The fan 1 of the present preferred embodiment can preferably be used, for example, for air circulation purposes and for stirring purposes in devices other than a freezer or a refrigerator.

While the invention has been shown and described with respect to the preferred embodiments, the present invention is not limited thereto. It will be understood by those skilled in the art that various changes and modifications may be made without departing from the scope of the invention as defined in the following claims.

Claims

1. A fan, comprising:

a motor; and

an impeller including a plurality of blades, the impeller being rotated by the motor about a center axis to generate airflow; wherein the motor includes a stationary unit and a rotor unit arranged to rotate with respect to the stationary unit;

the impeller includes a substantially cylindrical impeller holder portion fixed to the rotor unit;

the blades extend radially outward from an outer surface of the impeller holder portion;

each of the blades includes a trailing edge portion positioned rearmost in a rotation direction and a leading edge portion positioned foremost in the rotation direction; and

on a cross section of each of the blades intersecting an imaginary cylindrical surface of an arbitrary diameter about the center axis, L1/L2 decreases from a radial inner side toward a radial outer side, where L1 denotes a longest distance on the imaginary cylindrical surface between a curved line interconnecting the trailing edge portion and the leading edge portion at a shortest distance on the imaginary cylindrical surface and a camber line equally spaced apart from a lower surface of each of the blades facing downward in the direction of the center axis and from an upper surface of each of the blades facing upward in the direction of the center axis, and L2 denotes a length of the curved line.
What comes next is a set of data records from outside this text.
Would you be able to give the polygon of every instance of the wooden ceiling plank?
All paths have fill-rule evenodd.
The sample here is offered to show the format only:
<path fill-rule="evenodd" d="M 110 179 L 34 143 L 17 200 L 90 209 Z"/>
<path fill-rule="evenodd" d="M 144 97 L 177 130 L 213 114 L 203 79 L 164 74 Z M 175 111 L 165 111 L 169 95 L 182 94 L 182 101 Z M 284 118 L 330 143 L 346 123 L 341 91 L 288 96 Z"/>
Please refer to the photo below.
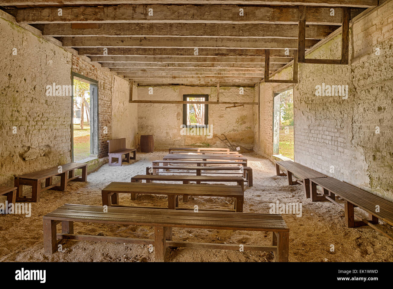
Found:
<path fill-rule="evenodd" d="M 52 37 L 121 36 L 123 37 L 279 37 L 297 39 L 297 24 L 226 23 L 89 23 L 75 28 L 70 24 L 41 24 L 36 28 Z M 78 24 L 79 25 L 79 24 Z M 306 39 L 322 39 L 337 29 L 335 26 L 307 25 Z M 181 40 L 181 39 L 179 39 Z"/>
<path fill-rule="evenodd" d="M 130 62 L 130 63 L 263 63 L 265 57 L 201 57 L 195 56 L 90 56 L 94 62 Z M 292 57 L 272 57 L 271 63 L 287 63 L 292 61 Z"/>
<path fill-rule="evenodd" d="M 236 5 L 305 5 L 368 8 L 378 5 L 377 0 L 41 0 L 41 5 L 118 4 L 227 4 Z M 32 0 L 0 0 L 0 6 L 37 5 Z"/>
<path fill-rule="evenodd" d="M 65 47 L 168 47 L 228 48 L 235 49 L 296 49 L 296 39 L 284 38 L 205 38 L 203 37 L 64 37 Z M 309 49 L 318 40 L 306 39 L 305 49 Z"/>

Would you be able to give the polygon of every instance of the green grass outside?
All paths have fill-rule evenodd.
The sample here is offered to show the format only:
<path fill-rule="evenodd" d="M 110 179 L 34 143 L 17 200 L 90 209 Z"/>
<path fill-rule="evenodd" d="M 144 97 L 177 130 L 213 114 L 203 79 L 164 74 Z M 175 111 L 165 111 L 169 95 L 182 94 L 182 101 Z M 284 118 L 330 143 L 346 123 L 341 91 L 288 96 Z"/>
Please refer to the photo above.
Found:
<path fill-rule="evenodd" d="M 79 124 L 74 124 L 74 161 L 89 157 L 90 155 L 90 124 L 83 123 L 83 129 Z"/>
<path fill-rule="evenodd" d="M 280 127 L 279 153 L 294 160 L 294 127 L 283 125 Z"/>

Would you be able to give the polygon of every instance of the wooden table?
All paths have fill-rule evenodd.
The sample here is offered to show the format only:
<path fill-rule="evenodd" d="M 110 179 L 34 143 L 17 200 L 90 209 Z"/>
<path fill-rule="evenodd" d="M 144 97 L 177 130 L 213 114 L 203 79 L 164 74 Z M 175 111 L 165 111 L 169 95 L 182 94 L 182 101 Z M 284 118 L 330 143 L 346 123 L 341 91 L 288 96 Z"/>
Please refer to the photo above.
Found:
<path fill-rule="evenodd" d="M 77 169 L 82 169 L 81 176 L 75 175 L 75 170 Z M 52 178 L 56 176 L 59 176 L 61 180 L 56 184 L 53 184 Z M 15 180 L 15 186 L 17 188 L 16 201 L 18 202 L 39 202 L 41 191 L 49 189 L 64 191 L 67 187 L 68 182 L 86 182 L 87 179 L 87 164 L 77 162 L 66 164 L 16 177 Z M 41 188 L 41 181 L 44 180 L 45 180 L 45 186 Z M 24 186 L 31 186 L 31 198 L 23 197 Z"/>

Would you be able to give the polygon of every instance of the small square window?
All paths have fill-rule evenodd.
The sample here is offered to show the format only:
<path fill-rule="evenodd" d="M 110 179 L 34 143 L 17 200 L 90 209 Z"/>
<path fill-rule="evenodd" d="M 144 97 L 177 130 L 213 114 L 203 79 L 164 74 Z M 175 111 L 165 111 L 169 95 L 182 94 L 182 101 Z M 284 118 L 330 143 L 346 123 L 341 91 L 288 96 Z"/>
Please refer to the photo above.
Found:
<path fill-rule="evenodd" d="M 187 101 L 207 101 L 207 94 L 185 94 L 183 100 Z M 209 105 L 203 104 L 186 103 L 183 105 L 183 124 L 187 127 L 196 127 L 208 124 Z"/>

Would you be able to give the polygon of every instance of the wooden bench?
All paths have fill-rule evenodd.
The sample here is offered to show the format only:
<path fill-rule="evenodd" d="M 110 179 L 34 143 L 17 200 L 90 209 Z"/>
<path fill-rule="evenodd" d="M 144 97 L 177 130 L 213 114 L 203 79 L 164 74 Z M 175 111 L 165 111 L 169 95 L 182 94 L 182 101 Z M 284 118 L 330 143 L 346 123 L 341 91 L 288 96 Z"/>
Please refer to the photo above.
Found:
<path fill-rule="evenodd" d="M 280 215 L 116 207 L 108 208 L 107 212 L 104 212 L 101 206 L 65 204 L 46 215 L 43 221 L 45 254 L 56 252 L 58 245 L 66 240 L 85 240 L 152 245 L 156 261 L 165 260 L 167 247 L 239 251 L 241 245 L 243 245 L 244 251 L 272 252 L 276 261 L 288 261 L 289 229 Z M 153 226 L 154 239 L 77 235 L 74 234 L 74 222 Z M 61 233 L 57 234 L 56 225 L 60 223 L 61 223 Z M 173 240 L 173 228 L 257 231 L 262 235 L 265 234 L 265 232 L 272 232 L 271 245 L 261 246 Z"/>
<path fill-rule="evenodd" d="M 160 169 L 163 171 L 160 171 Z M 180 171 L 173 171 L 173 170 Z M 185 171 L 195 171 L 197 176 L 201 176 L 202 173 L 241 174 L 247 182 L 247 186 L 252 186 L 252 169 L 250 167 L 223 166 L 152 166 L 146 167 L 146 175 L 159 175 L 160 173 L 190 173 Z M 226 172 L 212 171 L 225 171 Z M 234 172 L 226 172 L 228 171 L 234 171 Z"/>
<path fill-rule="evenodd" d="M 280 168 L 283 168 L 286 170 L 286 173 L 281 173 Z M 323 178 L 327 176 L 318 171 L 309 168 L 291 160 L 282 160 L 276 162 L 276 173 L 277 176 L 287 176 L 288 183 L 290 186 L 302 184 L 304 188 L 304 192 L 306 198 L 310 197 L 310 179 L 311 178 Z M 293 180 L 292 175 L 299 179 Z"/>
<path fill-rule="evenodd" d="M 82 169 L 81 175 L 75 175 L 75 170 L 77 169 Z M 60 177 L 61 180 L 56 184 L 53 184 L 52 179 L 56 176 Z M 77 162 L 66 164 L 16 177 L 15 180 L 15 186 L 17 188 L 16 201 L 18 202 L 39 202 L 41 191 L 49 189 L 64 191 L 67 187 L 68 182 L 86 182 L 87 179 L 87 164 Z M 45 180 L 45 186 L 42 188 L 41 181 L 44 180 Z M 23 197 L 24 186 L 31 186 L 31 198 Z"/>
<path fill-rule="evenodd" d="M 310 182 L 312 201 L 327 200 L 343 210 L 345 212 L 345 225 L 347 227 L 354 228 L 369 225 L 393 240 L 393 237 L 375 226 L 378 224 L 378 219 L 393 226 L 393 203 L 334 178 L 311 178 L 310 179 Z M 323 194 L 317 194 L 317 185 L 322 187 Z M 336 201 L 336 195 L 344 199 L 343 206 Z M 367 212 L 369 218 L 365 219 L 355 215 L 354 207 L 358 207 Z M 377 207 L 379 212 L 376 212 L 376 208 Z M 355 219 L 355 216 L 358 219 Z"/>
<path fill-rule="evenodd" d="M 169 153 L 172 151 L 229 151 L 229 149 L 220 147 L 170 147 L 168 150 Z"/>
<path fill-rule="evenodd" d="M 6 204 L 5 204 L 4 206 L 6 210 L 8 210 L 8 205 L 10 204 L 13 204 L 14 205 L 15 205 L 17 197 L 17 188 L 16 187 L 0 186 L 0 196 L 5 195 L 7 197 L 7 199 L 6 201 Z"/>
<path fill-rule="evenodd" d="M 171 151 L 169 153 L 175 154 L 195 154 L 198 155 L 240 155 L 237 151 Z"/>
<path fill-rule="evenodd" d="M 136 159 L 136 149 L 127 149 L 125 147 L 125 138 L 117 138 L 107 141 L 108 144 L 108 155 L 109 156 L 109 166 L 121 166 L 123 161 L 123 155 L 125 156 L 125 160 L 130 162 L 130 153 L 132 153 L 133 155 L 130 158 Z M 112 158 L 117 158 L 117 162 L 113 162 Z"/>
<path fill-rule="evenodd" d="M 213 165 L 217 166 L 217 165 L 223 166 L 230 166 L 233 165 L 239 166 L 246 166 L 246 162 L 236 162 L 231 160 L 153 160 L 153 166 L 160 166 L 162 164 L 163 166 L 168 166 L 173 164 L 180 164 L 181 165 L 195 164 L 196 166 L 207 166 L 208 165 Z"/>
<path fill-rule="evenodd" d="M 234 161 L 236 162 L 246 162 L 247 158 L 239 155 L 185 155 L 184 154 L 168 154 L 162 158 L 163 160 L 194 160 L 207 161 Z"/>
<path fill-rule="evenodd" d="M 219 176 L 179 176 L 175 175 L 137 175 L 131 178 L 131 182 L 142 182 L 143 180 L 146 182 L 151 182 L 153 181 L 161 182 L 182 182 L 183 184 L 189 184 L 190 182 L 196 182 L 197 184 L 200 184 L 201 182 L 235 182 L 238 186 L 242 187 L 244 191 L 244 180 L 241 177 L 228 177 Z M 183 201 L 185 195 L 183 195 Z M 188 199 L 188 197 L 187 198 Z"/>
<path fill-rule="evenodd" d="M 130 194 L 132 200 L 136 199 L 138 194 L 166 195 L 168 196 L 168 209 L 193 210 L 177 208 L 178 196 L 185 195 L 187 198 L 190 196 L 234 198 L 234 210 L 243 212 L 244 193 L 240 186 L 112 182 L 104 188 L 101 192 L 103 206 L 119 206 L 119 193 Z"/>

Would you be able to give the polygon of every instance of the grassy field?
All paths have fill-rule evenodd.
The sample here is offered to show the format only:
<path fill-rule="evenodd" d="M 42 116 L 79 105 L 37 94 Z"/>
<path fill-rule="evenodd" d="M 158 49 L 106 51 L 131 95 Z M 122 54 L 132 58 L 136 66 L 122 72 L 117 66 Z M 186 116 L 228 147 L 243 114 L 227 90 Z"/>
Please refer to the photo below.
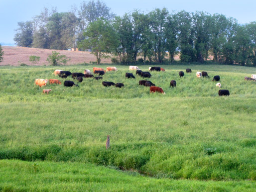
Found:
<path fill-rule="evenodd" d="M 93 67 L 57 68 L 83 72 L 86 69 L 92 71 Z M 68 186 L 68 191 L 77 183 L 77 188 L 88 187 L 88 191 L 103 191 L 101 188 L 105 186 L 106 191 L 168 191 L 171 186 L 175 191 L 253 191 L 256 180 L 256 84 L 244 78 L 256 74 L 256 68 L 162 66 L 166 71 L 152 72 L 149 80 L 163 88 L 166 93 L 163 95 L 150 94 L 149 88 L 139 86 L 142 79 L 138 76 L 126 80 L 128 66 L 116 67 L 119 71 L 107 73 L 103 80 L 123 83 L 124 88 L 104 87 L 102 81 L 89 79 L 79 87 L 47 84 L 39 88 L 34 85 L 35 79 L 59 79 L 52 75 L 55 67 L 0 68 L 0 159 L 5 159 L 0 161 L 1 169 L 6 169 L 8 175 L 15 168 L 12 164 L 17 165 L 17 170 L 34 162 L 44 167 L 33 173 L 37 176 L 31 182 L 18 180 L 12 183 L 0 176 L 2 191 L 8 187 L 11 191 L 27 191 L 29 186 L 32 191 L 60 191 Z M 139 66 L 146 71 L 148 67 Z M 185 73 L 180 78 L 178 72 L 187 68 L 191 68 L 192 73 Z M 196 72 L 202 71 L 210 78 L 196 78 Z M 220 89 L 211 81 L 217 75 L 221 77 L 222 89 L 229 90 L 230 96 L 218 96 Z M 170 87 L 172 80 L 177 82 L 175 88 Z M 44 95 L 44 89 L 52 91 Z M 111 148 L 106 150 L 107 135 L 110 135 Z M 12 159 L 30 162 L 6 160 Z M 103 176 L 101 185 L 89 187 L 83 184 L 82 174 L 76 174 L 79 182 L 72 182 L 72 175 L 60 171 L 62 167 L 77 170 L 83 166 L 92 172 L 89 178 L 104 170 L 107 175 L 111 172 L 114 178 L 125 177 L 125 185 L 113 179 L 112 189 Z M 42 186 L 37 184 L 44 174 L 41 170 L 51 167 L 58 167 L 60 171 L 50 174 L 50 178 L 58 175 L 58 178 L 64 177 L 68 182 L 57 178 L 60 183 L 53 188 L 43 182 Z M 31 177 L 31 170 L 24 171 L 24 177 Z M 52 182 L 57 181 L 52 179 Z M 22 185 L 25 186 L 18 188 Z M 139 186 L 136 190 L 134 186 Z M 207 187 L 209 186 L 211 190 Z"/>

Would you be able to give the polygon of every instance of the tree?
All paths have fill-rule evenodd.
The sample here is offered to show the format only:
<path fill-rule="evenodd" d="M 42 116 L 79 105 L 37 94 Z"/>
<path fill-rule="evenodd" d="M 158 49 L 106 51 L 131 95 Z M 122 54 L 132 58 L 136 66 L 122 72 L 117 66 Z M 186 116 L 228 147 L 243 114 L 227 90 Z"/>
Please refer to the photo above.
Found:
<path fill-rule="evenodd" d="M 52 51 L 52 54 L 48 56 L 46 61 L 49 62 L 50 65 L 56 66 L 60 65 L 61 63 L 67 63 L 70 60 L 70 59 L 68 59 L 65 55 L 60 55 L 60 53 Z"/>
<path fill-rule="evenodd" d="M 33 25 L 31 21 L 18 22 L 19 28 L 13 40 L 18 46 L 31 47 L 33 42 Z"/>

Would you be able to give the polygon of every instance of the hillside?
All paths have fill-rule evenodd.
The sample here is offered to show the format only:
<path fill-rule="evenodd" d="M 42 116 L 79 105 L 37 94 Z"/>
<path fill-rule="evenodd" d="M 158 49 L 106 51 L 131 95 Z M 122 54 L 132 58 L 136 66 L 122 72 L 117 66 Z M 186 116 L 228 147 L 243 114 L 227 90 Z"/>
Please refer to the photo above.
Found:
<path fill-rule="evenodd" d="M 11 65 L 19 66 L 21 63 L 24 63 L 28 65 L 32 65 L 29 61 L 29 56 L 35 55 L 39 56 L 41 59 L 39 62 L 34 65 L 42 66 L 48 65 L 46 61 L 48 56 L 51 54 L 52 51 L 57 51 L 61 55 L 66 55 L 68 59 L 70 59 L 67 65 L 72 65 L 78 63 L 87 63 L 96 61 L 96 58 L 90 52 L 87 51 L 71 51 L 64 50 L 57 50 L 53 49 L 38 49 L 22 47 L 2 46 L 3 60 L 0 63 L 0 66 Z M 102 59 L 102 63 L 111 63 L 110 59 Z"/>

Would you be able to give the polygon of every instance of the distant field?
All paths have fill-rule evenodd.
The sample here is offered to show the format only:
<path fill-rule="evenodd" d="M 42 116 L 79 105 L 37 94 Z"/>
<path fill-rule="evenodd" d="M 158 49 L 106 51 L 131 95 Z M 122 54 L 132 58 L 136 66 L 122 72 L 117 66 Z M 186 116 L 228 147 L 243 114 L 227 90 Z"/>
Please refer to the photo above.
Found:
<path fill-rule="evenodd" d="M 58 69 L 82 72 L 86 69 L 92 71 L 94 66 L 65 66 Z M 57 78 L 62 83 L 65 80 L 52 74 L 55 68 L 51 66 L 0 68 L 0 159 L 39 162 L 44 168 L 35 173 L 37 176 L 34 179 L 38 180 L 41 180 L 42 170 L 70 167 L 68 171 L 73 173 L 83 164 L 92 163 L 158 178 L 151 182 L 163 184 L 158 191 L 168 191 L 169 185 L 179 184 L 180 187 L 173 190 L 254 191 L 256 83 L 245 81 L 244 78 L 256 74 L 256 68 L 162 66 L 166 71 L 152 72 L 149 80 L 163 88 L 166 93 L 163 95 L 150 94 L 149 88 L 139 86 L 138 81 L 142 79 L 138 76 L 135 79 L 126 79 L 128 66 L 116 67 L 119 71 L 107 72 L 103 80 L 123 83 L 124 88 L 106 88 L 102 81 L 94 79 L 84 79 L 79 87 L 65 88 L 62 84 L 47 84 L 40 88 L 34 85 L 35 79 Z M 148 71 L 148 67 L 139 66 L 143 71 Z M 180 78 L 178 72 L 185 71 L 186 68 L 191 68 L 192 73 L 185 73 Z M 207 71 L 210 78 L 196 78 L 198 71 Z M 218 96 L 219 88 L 211 81 L 216 75 L 221 76 L 223 89 L 230 90 L 230 96 Z M 177 81 L 176 88 L 170 87 L 172 80 Z M 52 91 L 43 95 L 43 89 Z M 108 135 L 110 135 L 111 148 L 106 150 Z M 32 170 L 24 171 L 26 177 L 33 171 L 28 165 L 31 162 L 0 162 L 6 165 L 1 169 L 6 166 L 9 174 L 11 169 L 23 170 L 23 166 Z M 86 169 L 95 173 L 88 180 L 99 174 L 95 171 L 97 167 Z M 105 173 L 108 172 L 108 168 L 101 169 Z M 126 174 L 115 172 L 112 172 L 114 178 Z M 74 180 L 74 175 L 60 171 L 58 173 L 61 177 L 59 182 L 63 186 L 71 187 L 78 181 L 85 179 L 80 178 L 83 173 L 80 172 L 76 172 L 78 180 Z M 136 184 L 130 182 L 134 177 L 146 182 L 136 191 L 151 189 L 146 184 L 148 178 L 136 174 L 126 176 L 123 182 L 127 185 L 123 188 L 118 180 L 113 179 L 116 188 L 111 190 L 107 185 L 105 191 L 134 191 L 132 186 Z M 104 181 L 103 175 L 97 180 Z M 5 184 L 0 185 L 0 189 L 17 189 L 21 185 L 19 182 L 23 182 L 4 178 L 0 177 L 1 183 Z M 24 182 L 32 188 L 39 187 L 36 183 Z M 208 185 L 212 188 L 206 187 Z M 91 191 L 102 189 L 99 186 L 91 187 Z M 151 187 L 154 191 L 157 189 Z M 55 188 L 47 189 L 54 191 Z"/>

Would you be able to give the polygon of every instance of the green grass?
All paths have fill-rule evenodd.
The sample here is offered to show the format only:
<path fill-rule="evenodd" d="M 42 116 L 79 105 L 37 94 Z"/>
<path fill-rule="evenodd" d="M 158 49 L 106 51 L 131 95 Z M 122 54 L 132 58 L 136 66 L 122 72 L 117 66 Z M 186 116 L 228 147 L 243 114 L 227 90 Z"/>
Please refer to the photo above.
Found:
<path fill-rule="evenodd" d="M 82 72 L 92 71 L 93 67 L 58 69 Z M 139 66 L 143 71 L 148 67 Z M 166 71 L 152 72 L 149 80 L 162 87 L 165 95 L 150 94 L 149 88 L 138 86 L 142 79 L 138 76 L 126 80 L 128 66 L 117 66 L 118 71 L 103 76 L 104 81 L 123 83 L 122 89 L 106 88 L 102 81 L 93 79 L 84 79 L 78 88 L 65 88 L 62 84 L 39 88 L 33 84 L 36 78 L 59 79 L 52 75 L 55 68 L 1 67 L 0 159 L 44 161 L 40 164 L 45 167 L 50 162 L 66 162 L 50 166 L 74 169 L 89 163 L 132 170 L 160 179 L 154 180 L 160 181 L 157 183 L 182 182 L 181 188 L 173 189 L 176 191 L 189 191 L 184 188 L 188 186 L 190 191 L 239 191 L 238 183 L 249 185 L 250 191 L 254 182 L 242 181 L 256 180 L 256 84 L 244 78 L 256 74 L 256 69 L 213 65 L 161 67 Z M 180 78 L 178 72 L 187 68 L 192 73 Z M 196 72 L 202 71 L 210 78 L 196 78 Z M 218 96 L 220 89 L 211 81 L 216 75 L 221 76 L 222 89 L 230 90 L 230 96 Z M 177 81 L 176 88 L 170 87 L 172 80 Z M 43 95 L 44 89 L 52 91 Z M 107 135 L 111 148 L 106 151 Z M 113 191 L 133 191 L 134 184 L 128 182 L 129 187 L 122 190 L 118 183 Z M 206 188 L 207 184 L 214 186 L 212 191 Z M 5 187 L 17 191 L 19 185 Z M 229 187 L 218 189 L 220 185 Z"/>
2. The fan of claim 1, wherein a camber position of L1 is shifted toward the leading edge portion as each of the blades extends from the radial inner side to the radial outer side.

3. The fan of claim 1, wherein the leading edge portion defines an angle of about 17° to about 19° with respect to a plane perpendicular to the center axis at a radial outer end of each of the blades.

4. The fan of claim 1, wherein the trailing edge portion is inclined upward in the direction of the center axis as the trailing edge portion extends from the radial inner side toward the radial outer side.

5. The fan of claim 1, wherein the leading edge portion is inclined upward in the direction of the center axis as the leading edge portion extends from the radial inner side toward the radial outer side, the leading edge portion including a radial inner end positioned lower than an upper end of the impeller holder portion and a radial outer end positioned higher than the upper end of the impeller holder portion.

6. The fan of claim 1, wherein, when seen in a plan view, the trailing edge portion and the leading edge portion are inclined forward in the rotation direction as the trailing edge portion and the leading edge portion extend from the radial inner side toward the radial outer side.

7. The fan of claim 1, further comprising:

a housing arranged to surround the impeller at the radial outer side, the leading edge portion protruding axially upward beyond an upper end of the housing at the radial outer side.